Web 2.0 is built on primarily two technologies: AJAX and RSS. AJAX is used to develop interactive, real-time applications while RSS is primarily used as for integration and syndication. Import a feed, share a feed, drag-n-drop a gadget, widget, or component. It's all RSS (XML) today.
It's further becoming a requirement of Web 2.0 sites that they provide some sort of API through which developers can write add-on applications. Twitter, Tumblr, Facebook. They all offer APIs that are quite heavily used at this time and startups are following suit. Other sites offer richer media, like video or slideware, that can be embedded in blogs and web sites but that is still served from the provider's site.
It's no wonder, then, that sites like Twitter have a hard time scaling up to meet demand. Capacity planning is no longer primarily concerned with "hits" in the traditional sense of users simply loading pages in a browser and visiting a set of pages. Capacity planners now have to consider hits and application flows from multiple sources - all with slightly different performance profiles and usage characteristics.

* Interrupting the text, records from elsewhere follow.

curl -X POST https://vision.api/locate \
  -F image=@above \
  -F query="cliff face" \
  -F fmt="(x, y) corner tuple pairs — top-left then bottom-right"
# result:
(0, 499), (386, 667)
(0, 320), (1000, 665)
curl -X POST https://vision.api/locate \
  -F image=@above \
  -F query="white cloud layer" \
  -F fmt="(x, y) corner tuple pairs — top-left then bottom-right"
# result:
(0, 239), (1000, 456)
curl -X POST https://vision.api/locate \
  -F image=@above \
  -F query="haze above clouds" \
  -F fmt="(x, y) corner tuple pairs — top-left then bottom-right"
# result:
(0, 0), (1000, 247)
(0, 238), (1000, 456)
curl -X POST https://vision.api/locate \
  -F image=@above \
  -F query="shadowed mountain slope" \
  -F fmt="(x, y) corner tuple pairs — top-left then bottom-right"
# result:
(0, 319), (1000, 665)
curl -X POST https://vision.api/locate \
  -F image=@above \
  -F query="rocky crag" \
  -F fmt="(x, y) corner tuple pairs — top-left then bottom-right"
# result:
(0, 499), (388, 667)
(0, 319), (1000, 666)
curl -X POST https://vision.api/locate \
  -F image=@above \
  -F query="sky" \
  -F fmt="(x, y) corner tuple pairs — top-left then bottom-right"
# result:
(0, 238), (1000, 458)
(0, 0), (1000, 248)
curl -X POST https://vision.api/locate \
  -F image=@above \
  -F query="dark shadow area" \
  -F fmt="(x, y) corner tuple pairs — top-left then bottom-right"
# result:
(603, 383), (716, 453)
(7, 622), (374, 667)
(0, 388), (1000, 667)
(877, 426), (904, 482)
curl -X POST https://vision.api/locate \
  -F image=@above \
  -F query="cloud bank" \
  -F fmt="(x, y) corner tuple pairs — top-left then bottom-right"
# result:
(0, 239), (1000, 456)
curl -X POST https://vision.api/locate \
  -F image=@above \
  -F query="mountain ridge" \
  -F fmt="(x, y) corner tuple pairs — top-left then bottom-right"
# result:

A user can no longer be equated to a "hit". It's not possible today to predict usage patterns based simply on the number of users. Capacity can't be determined by asking, "If all 60,000 of our users hit the site at once, can we handle it?" because it's not just your 60,000 users you have to serve, it's 60,000 users in addition to a plethora of sites integrated with yours and their users. And that may be information you can't get, or that it just isn't possible to know.
It's All About the Architecture
Scalability is quickly becoming an architectural exercise. Just as a house can't stand for long if it's not properly architected, neither can a web site. Application scalability, performance, and reliability today is just as much reliant on architecture of its infrastructure as it is its design and implementation.
It's becoming imperative to understand the load that is placed upon servers based on where the requests are coming from and what they're trying to do. Streaming a video off a site may put little burden on a server when it's embedded in a blog hosted by a service provider with a very large pipe, but when it's embedded in a blog hosted by a smaller provider with a smaller pipe, it's going to take more time to stream which is going to necessarily consume resources for a longer period of time; resources that can't be used by another user/integration point/application.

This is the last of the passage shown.